Initially, this celebration was created to commemorate the Civil War. Today, however, the thoughts of most Americans are probably focused on the soldiers, sailors, airmen, and Marines killed in the very recent Iraq and Afghanistan wars.
Their shortened lives contain many valuable lessons for their countrymen. One lesson is about patriotism and heroism — the extent of the sacrifice that brave men and women will make for their country when called to do so.
Their experience also demonstrates that political leaders' decisions have grave consequences. Every time America's leaders choose to engage in war — whether their decision is wise or foolish, right or wrong, justified or unjustified — they are sending a force of mostly young men, just out of their teenage years, to go and break things and kill people with maximum force and speed. Those young people make the U.S. military the world's greatest, but they always serve at the risk of paying the ultimate price. Even in the most glorious victory, many are sure to fall.

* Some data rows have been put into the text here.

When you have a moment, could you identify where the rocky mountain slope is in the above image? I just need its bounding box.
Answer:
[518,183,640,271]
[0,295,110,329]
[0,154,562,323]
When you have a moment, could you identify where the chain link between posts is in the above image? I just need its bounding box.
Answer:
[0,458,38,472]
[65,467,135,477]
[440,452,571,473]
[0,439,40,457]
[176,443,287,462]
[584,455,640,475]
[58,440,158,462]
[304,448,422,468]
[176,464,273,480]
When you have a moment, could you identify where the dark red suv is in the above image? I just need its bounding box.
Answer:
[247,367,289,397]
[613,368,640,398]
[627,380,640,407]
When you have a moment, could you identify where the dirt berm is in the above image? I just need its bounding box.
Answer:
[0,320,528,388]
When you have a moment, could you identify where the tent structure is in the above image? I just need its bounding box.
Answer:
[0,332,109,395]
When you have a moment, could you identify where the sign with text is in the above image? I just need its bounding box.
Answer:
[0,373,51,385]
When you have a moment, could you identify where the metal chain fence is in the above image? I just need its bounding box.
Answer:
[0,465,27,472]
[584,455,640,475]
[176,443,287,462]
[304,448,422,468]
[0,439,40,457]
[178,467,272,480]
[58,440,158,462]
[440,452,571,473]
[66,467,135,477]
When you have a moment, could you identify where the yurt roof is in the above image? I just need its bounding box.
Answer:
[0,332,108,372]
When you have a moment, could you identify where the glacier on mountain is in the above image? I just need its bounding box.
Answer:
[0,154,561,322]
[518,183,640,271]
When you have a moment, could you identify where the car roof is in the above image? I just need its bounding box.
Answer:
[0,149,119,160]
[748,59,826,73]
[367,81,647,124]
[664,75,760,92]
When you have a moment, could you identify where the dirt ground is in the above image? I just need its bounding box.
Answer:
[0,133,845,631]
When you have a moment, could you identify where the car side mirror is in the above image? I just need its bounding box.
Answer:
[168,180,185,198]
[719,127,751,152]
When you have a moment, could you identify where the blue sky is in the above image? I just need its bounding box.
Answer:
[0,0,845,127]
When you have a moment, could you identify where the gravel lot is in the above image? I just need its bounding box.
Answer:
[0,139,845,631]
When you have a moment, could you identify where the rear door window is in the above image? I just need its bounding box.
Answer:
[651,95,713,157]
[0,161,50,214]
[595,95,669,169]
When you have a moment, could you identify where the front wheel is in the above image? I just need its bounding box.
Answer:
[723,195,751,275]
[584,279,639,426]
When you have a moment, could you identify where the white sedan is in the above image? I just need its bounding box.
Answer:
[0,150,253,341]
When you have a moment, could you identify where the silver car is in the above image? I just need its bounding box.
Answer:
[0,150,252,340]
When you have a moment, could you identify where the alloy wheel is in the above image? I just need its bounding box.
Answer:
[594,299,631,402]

Today marks the first Memorial Day since the Biden administration's ignominious failure in its withdrawal from Afghanistan. President Joe Biden has since defended his actions with the accurate observation that a withdrawal had to happen at some point. But this hardly suffices to explain how he has dishonored the dead.
It is true that U.S. policymakers must never fall prey to the fallacy of sunken costs. At some point, there is no point in losing additional lives. But a well-planned and competent withdrawal would have honored the sacrifices of those who died in the longest war in America's history. Instead, Biden abandoned the Afghan allies who made the U.S. war effort possible to be murdered in reprisal. He left American troops and American civilians undefended and vulnerable, in the hands of the Taliban's security, which resulted in a terrorist attack that killed 13.
Instead of staging a chaotic, unplanned, disorderly retreat, Biden should have used some common sense. He should have put the federal government's enormous defense budget to work making adequate plans for military operations instead of purchasing vile, racialist tracts and making service members read as part of a disgraceful indoctrination teaching them that nothing at all about their nation is worth defending in the first place.